Yazının sonunda anlattığım gibi, hiç beklediğimiz gibi bir rüzgar olmadı. Hatta
hiç olmadı desem yeridir, saatlerce 3-5 knot esen, kaba dalgalı Ege’de
otopilotla seyir yaptık. Bir ara ekip havuzlukta derin uykuya daldı, ben de bir
şeyler okudum, iPad ile ilgilendim. Benden başka uyanık tek canlı bizimle
beraber Kalymnos’tan beri gelen karasinekti. Sonra anladım ki o da derin
uykuda, üstüne gelen serpintiden kılı kıpırdamadı. Bu bölge kuvvetli meltemleri
ile bilinir diyordu kitaplar. Ancak meltemlerin başlaması Haziran ayının sonunu
buluyor diye de eklemişlerdi. Bize denk gelmedi.

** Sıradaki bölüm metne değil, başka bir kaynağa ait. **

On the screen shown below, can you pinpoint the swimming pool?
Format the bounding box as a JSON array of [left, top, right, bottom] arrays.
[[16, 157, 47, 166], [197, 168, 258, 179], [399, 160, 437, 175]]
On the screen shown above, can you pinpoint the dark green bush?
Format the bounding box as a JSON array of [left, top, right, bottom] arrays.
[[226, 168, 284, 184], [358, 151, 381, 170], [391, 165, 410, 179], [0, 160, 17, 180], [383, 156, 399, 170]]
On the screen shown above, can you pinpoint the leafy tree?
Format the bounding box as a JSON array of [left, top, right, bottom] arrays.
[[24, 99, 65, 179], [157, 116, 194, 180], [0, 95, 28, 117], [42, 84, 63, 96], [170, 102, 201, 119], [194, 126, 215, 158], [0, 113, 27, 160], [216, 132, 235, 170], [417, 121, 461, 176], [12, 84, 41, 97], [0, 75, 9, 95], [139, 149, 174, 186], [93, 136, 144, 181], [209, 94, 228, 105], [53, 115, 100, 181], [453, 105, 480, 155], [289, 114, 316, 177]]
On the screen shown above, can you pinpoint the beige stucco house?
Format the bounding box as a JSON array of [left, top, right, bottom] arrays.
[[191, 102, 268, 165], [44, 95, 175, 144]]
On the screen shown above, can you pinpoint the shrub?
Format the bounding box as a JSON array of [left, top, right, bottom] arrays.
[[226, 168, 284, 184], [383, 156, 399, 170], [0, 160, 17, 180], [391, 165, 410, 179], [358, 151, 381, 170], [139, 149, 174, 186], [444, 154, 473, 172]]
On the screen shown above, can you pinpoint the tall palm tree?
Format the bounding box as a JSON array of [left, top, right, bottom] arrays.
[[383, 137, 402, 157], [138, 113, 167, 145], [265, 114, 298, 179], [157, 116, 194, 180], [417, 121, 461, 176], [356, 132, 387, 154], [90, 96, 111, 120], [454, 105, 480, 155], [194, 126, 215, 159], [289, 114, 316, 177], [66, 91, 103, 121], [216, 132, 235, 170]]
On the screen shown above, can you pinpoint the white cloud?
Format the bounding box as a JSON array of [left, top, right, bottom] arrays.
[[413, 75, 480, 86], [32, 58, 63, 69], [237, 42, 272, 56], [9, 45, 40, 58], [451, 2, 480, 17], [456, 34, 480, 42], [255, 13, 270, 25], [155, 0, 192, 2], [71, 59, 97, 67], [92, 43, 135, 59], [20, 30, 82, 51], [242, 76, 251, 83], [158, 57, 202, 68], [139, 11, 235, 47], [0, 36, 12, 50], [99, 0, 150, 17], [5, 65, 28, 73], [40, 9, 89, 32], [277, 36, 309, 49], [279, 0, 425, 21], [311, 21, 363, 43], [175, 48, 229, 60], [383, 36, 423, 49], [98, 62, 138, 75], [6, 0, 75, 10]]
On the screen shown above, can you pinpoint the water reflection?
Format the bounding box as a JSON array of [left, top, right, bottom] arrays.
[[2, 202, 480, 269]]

Astypalaia'da yaptığımız seyirler, girdiğimiz koylar |
![]() |
Astypalaia'nın Vathi'si |
Her bölgeyi, orayı bilen
birine danışmak gerek. Bunu yaparsanız daha iyi koyları bulmanız mümkün. Ancak
Astypalaia’da tanıdığım yoktu dolayısıyla okuyarak, araştırarak bir şeyler
bulmaya çalıştım. Genellikle kuzey, kuzey-batı veya batıdan esen rüzgar yerine
bizim seyrimizde güney-batıdan esiyordu. Bu durumda ilk rotamızda bir
değişiklik yapıp, adanın kuzey doğusundaki Vathi koyuna gidelim dedik, rotayı
değiştirdik. Bu koy oldukça içeri giren, her havaya kapalı olduğu söylenen bir
koy. YouTube’da bazı kanallarda buraya yapılan seyirleri izlemiştim. Denizi cam
göbeği renginde, sessiz, sakin bir koy görünüyordu. Normalde kuzeyden veya
batıdan gelecek rüzgarda 15 mil kadar oraya tırmanmazdık ama rüzgar tersten
esince bunu fırsat bildik ve ilk akşamımızı alargada, Vathi’de geçirmeye karar
verdik. Yaklaşık yedi saat seyrin sonunda Vathi’ye girdik. Evet gerçekten güzel
bir koydu ancak o kadar kapalı bir koy ki denizi bulanık, çünkü dibi çamur.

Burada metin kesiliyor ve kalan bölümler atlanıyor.